Tuesday, September 22, 2009

Tuesday Trivia

  1. According to the third edition of The Official Scrabble Players Dictionary, how many valid words containing no vowels exist?
  2. What bizarre theory about Dr. Watson did mystery writer Rex Stout once suggest to fellow members of the Baker Street Irregulars?
  3. In what field is the Hugo Award given?
  4. What popular American writer coined the word nerd?
  5. Where was the sprawling family estate of early American novelist James Fenimore Cooper?

Last Week’s Answers

What famous nineteenth-century French novelist published a plagiarized work under the pseudonym Bombet?

Stendhal, best known for his novels The Red and the Black and The Charterhouse of Parma, plagiarized his work The Lives of Haydn, Mozart, and Metastasio with material from two biographies and a eulogy. When the plagiarism was discovered, Stendhal defended the nonexistent Bombet in letters signed by an equally nonexistent Bombet Jr.


Under what title do we know the book that was originally published as Murder in the Calais Coach?


Agatha Christie's Murder on the Orient Express was originally called Murder in the Calais Coach for the first several editions of the classic title.


Where did the word "dunce” originate?


The word "dunce" is derived from name of John Duns Scotus, one of the greatest minds of the late 13th century. The term was coined two centuries later by those who disagreed with Scotus' teachings calling any of his followers a "Duns man" or "dunce" — a man who was dull-witted, or incapable of scholarship.


Which famous American playwright choked to death on an eye drop bottle cap?


Tennesee Williams’ cause of death was choking on an eye drop bottle cap in his room at the Hotel Elysee in New York. While holding the cap in his mouth, Williams leaned back to place eye drops in each eye and accidentally swallowed the cap. The police report suggests his use of drugs and alcohol contributed to his death by diminishing his gag reflex.

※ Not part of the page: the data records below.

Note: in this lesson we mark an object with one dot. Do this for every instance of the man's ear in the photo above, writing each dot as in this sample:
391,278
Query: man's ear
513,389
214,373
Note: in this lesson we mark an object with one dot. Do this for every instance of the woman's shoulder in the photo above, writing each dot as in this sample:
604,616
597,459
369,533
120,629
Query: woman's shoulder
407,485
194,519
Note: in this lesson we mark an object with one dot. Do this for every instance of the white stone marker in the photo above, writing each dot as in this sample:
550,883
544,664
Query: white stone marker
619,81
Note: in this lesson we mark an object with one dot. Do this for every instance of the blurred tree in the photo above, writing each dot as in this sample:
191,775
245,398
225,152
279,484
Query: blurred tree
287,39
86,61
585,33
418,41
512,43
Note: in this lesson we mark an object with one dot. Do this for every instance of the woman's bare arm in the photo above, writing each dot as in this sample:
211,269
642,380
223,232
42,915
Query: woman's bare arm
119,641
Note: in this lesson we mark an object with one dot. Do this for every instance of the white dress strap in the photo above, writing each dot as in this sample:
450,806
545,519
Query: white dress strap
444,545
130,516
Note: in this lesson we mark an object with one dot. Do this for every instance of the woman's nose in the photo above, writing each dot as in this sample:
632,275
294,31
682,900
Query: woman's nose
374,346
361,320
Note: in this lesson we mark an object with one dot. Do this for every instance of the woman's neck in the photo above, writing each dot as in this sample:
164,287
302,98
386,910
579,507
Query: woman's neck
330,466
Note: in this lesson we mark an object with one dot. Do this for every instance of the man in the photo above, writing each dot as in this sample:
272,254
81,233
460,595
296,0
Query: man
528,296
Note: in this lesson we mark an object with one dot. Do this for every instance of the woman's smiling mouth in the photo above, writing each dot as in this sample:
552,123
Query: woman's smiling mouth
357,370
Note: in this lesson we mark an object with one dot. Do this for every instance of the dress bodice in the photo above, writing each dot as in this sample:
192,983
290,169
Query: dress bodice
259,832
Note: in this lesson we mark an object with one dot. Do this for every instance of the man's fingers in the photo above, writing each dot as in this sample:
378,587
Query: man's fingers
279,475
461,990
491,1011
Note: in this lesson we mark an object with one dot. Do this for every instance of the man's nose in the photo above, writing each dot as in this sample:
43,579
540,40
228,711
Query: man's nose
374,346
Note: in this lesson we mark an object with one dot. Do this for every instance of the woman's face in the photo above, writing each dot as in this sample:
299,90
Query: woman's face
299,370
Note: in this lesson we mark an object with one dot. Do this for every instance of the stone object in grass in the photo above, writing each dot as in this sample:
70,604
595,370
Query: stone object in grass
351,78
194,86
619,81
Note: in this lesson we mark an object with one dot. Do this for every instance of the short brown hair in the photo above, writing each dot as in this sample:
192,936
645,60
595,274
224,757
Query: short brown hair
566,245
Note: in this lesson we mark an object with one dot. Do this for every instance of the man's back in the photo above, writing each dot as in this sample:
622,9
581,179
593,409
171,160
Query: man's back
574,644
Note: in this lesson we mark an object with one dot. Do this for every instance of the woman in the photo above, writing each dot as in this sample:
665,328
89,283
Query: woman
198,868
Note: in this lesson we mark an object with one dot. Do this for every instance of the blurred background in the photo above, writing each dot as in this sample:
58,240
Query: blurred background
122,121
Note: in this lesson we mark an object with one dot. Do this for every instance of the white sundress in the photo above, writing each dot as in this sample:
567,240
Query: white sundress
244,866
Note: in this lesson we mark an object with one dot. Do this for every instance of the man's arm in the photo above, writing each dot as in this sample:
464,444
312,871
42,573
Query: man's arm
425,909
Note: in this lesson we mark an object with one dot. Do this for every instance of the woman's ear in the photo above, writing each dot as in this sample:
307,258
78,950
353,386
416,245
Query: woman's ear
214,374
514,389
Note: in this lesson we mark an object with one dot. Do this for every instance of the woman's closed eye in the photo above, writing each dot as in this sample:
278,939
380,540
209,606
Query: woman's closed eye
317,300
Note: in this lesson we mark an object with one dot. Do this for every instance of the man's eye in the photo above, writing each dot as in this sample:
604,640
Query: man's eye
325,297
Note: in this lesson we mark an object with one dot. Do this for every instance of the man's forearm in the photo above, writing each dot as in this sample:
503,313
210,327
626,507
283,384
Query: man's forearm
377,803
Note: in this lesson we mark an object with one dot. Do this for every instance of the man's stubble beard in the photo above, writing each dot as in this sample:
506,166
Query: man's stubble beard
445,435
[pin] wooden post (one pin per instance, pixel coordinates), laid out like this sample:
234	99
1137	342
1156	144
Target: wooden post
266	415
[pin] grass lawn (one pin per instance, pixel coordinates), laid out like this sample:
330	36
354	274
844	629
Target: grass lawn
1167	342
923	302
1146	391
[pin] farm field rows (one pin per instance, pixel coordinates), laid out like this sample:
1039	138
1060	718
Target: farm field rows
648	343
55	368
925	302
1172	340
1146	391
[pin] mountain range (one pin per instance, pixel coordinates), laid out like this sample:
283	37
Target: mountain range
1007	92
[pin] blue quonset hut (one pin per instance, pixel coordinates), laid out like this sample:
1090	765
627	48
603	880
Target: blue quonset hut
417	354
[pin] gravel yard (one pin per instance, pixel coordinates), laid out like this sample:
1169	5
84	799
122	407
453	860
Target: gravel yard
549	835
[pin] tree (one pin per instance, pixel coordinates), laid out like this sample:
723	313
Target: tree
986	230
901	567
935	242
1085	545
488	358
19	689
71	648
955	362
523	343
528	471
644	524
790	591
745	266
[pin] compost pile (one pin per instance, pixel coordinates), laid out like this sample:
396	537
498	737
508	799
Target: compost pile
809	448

The first Encyclopedia Britannica, published in 1771, devoted its first volume to "A" and "B." How many additional volumes did it take to cover "C" through "Z"?


Only two.



2 comments:

Stephanie Polukis said...

2. Dr. Watson was a woman.

Keith Bergstrom said...

1. Well, I know that cwm is a word, but I dispute that "w" doesn't behave as a vowel in that word.

3. The Hugo is the award for the best science fiction works of a year.